The blocks make place value physical: 263 isn't an abstract string of three digits, it's 2 flats, 6 rods, 3 cubes. Add or take away blocks and the number changes accordingly.
Building any number
To represent the number 347, grab 3 hundreds, 4 tens and 7 ones. To get from 347 to 348, add one more ones-cube. To get from 347 to 357, add one more tens-rod. To get from 347 to 447, add one more hundreds-flat. The blocks make those moves feel as small as they really are.
Why this matters later
The trade game
A key idea: 10 ones = 1 ten and 10 tens = 1 hundred. The blocks let you "trade" between sizes:
- 13 ones → trade 10 of them for one rod → 1 ten + 3 ones. Same total: 13.

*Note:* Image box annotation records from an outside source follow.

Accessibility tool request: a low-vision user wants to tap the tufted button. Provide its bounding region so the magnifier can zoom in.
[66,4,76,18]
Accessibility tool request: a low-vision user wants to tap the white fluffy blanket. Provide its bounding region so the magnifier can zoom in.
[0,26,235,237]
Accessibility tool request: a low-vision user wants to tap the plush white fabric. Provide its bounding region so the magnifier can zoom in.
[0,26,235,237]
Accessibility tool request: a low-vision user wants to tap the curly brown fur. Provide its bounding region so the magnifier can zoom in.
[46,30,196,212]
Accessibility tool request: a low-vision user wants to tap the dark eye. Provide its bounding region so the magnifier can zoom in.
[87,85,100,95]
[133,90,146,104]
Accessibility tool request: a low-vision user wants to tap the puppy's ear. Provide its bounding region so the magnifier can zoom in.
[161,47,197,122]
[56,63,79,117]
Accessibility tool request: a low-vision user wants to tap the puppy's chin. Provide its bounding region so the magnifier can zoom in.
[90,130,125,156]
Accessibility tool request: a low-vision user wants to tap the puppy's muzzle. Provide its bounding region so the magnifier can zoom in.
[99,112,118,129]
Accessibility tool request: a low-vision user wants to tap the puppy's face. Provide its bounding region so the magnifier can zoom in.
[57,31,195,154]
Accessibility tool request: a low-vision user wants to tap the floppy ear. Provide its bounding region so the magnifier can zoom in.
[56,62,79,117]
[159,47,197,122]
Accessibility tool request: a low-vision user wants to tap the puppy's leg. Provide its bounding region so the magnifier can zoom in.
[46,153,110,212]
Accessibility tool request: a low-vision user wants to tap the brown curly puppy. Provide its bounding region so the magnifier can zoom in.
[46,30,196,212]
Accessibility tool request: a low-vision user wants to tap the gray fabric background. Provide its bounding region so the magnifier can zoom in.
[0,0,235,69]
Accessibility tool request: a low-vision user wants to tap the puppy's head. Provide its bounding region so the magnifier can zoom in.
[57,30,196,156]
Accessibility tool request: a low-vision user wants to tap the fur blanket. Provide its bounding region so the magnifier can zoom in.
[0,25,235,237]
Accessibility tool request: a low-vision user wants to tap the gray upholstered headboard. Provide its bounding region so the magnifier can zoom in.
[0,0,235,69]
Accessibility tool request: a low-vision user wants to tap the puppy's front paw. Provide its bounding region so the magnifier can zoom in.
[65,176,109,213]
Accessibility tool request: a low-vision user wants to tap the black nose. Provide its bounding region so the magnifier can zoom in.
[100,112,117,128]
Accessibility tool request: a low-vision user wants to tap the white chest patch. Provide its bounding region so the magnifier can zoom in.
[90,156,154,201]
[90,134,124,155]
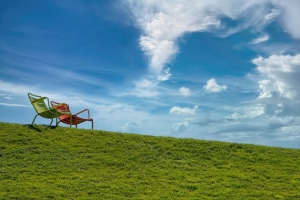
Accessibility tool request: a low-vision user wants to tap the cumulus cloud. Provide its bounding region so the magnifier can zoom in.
[125,0,288,81]
[178,87,192,97]
[170,106,198,115]
[0,103,30,107]
[252,54,300,100]
[204,78,227,92]
[172,122,189,133]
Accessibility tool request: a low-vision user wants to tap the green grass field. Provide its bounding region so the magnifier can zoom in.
[0,123,300,200]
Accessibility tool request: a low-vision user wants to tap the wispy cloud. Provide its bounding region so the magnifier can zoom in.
[172,122,189,133]
[170,106,198,115]
[123,0,288,97]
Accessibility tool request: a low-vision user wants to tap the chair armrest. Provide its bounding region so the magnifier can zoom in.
[31,97,47,103]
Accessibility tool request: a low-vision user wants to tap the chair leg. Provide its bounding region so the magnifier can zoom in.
[31,114,39,126]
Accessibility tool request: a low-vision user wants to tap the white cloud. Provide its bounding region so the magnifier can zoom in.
[178,87,192,97]
[204,78,227,92]
[274,0,300,39]
[0,103,31,107]
[172,122,189,133]
[250,34,270,44]
[170,106,198,115]
[120,122,140,133]
[258,80,277,98]
[252,54,300,100]
[157,68,172,81]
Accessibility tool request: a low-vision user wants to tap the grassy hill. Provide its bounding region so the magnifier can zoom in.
[0,123,300,199]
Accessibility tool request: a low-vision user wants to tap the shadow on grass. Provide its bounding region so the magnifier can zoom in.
[24,124,57,132]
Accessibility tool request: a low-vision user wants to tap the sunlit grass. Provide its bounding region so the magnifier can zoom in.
[0,123,300,199]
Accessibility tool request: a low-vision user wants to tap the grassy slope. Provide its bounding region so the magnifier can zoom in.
[0,123,300,199]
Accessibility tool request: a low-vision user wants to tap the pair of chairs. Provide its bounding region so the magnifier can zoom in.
[28,93,94,129]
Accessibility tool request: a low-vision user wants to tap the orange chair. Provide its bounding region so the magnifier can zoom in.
[51,101,94,129]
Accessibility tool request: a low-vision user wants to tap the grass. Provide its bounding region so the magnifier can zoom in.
[0,122,300,200]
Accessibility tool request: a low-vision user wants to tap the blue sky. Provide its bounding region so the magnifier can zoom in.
[0,0,300,148]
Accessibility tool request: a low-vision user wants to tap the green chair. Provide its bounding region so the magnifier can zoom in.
[28,93,72,126]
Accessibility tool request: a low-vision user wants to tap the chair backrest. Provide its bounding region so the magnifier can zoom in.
[28,93,49,113]
[50,101,70,113]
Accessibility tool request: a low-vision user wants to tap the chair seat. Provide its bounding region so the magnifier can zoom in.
[59,115,93,125]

- 16 tens → trade 10 of them for one flat → 1 hundred + 6 tens. Same total: 160.
That trade is the heart of "carrying" in addition. Try it: add 17 + 8 with the blocks. You'll have 1 ten and 15 ones. Trade 10 ones for a ten — now you have 2 tens and 5 ones, which is 25.
Try it
- Build the number 105 with the blocks. How many of each kind do you need?
- Build 99. Now add one — what trade do you have to make?
- If you have 4 flats, 12 rods, and 8 cubes, what number is that?
- The number 200 needs how many blocks (minimum)?
Answers: 1) 1 flat, 0 rods, 5 cubes. 2) 1 ten swaps for 10 ones, so you'd need to add a ten then trade 10 ones for a ten then 10 tens for a flat — ending at 1 flat, 0 rods, 0 cubes. 3) 12 rods = 1 flat + 2 rods, so 4 + 1 = 5 flats, 2 rods, 8 cubes = 528. 4) 2 flats.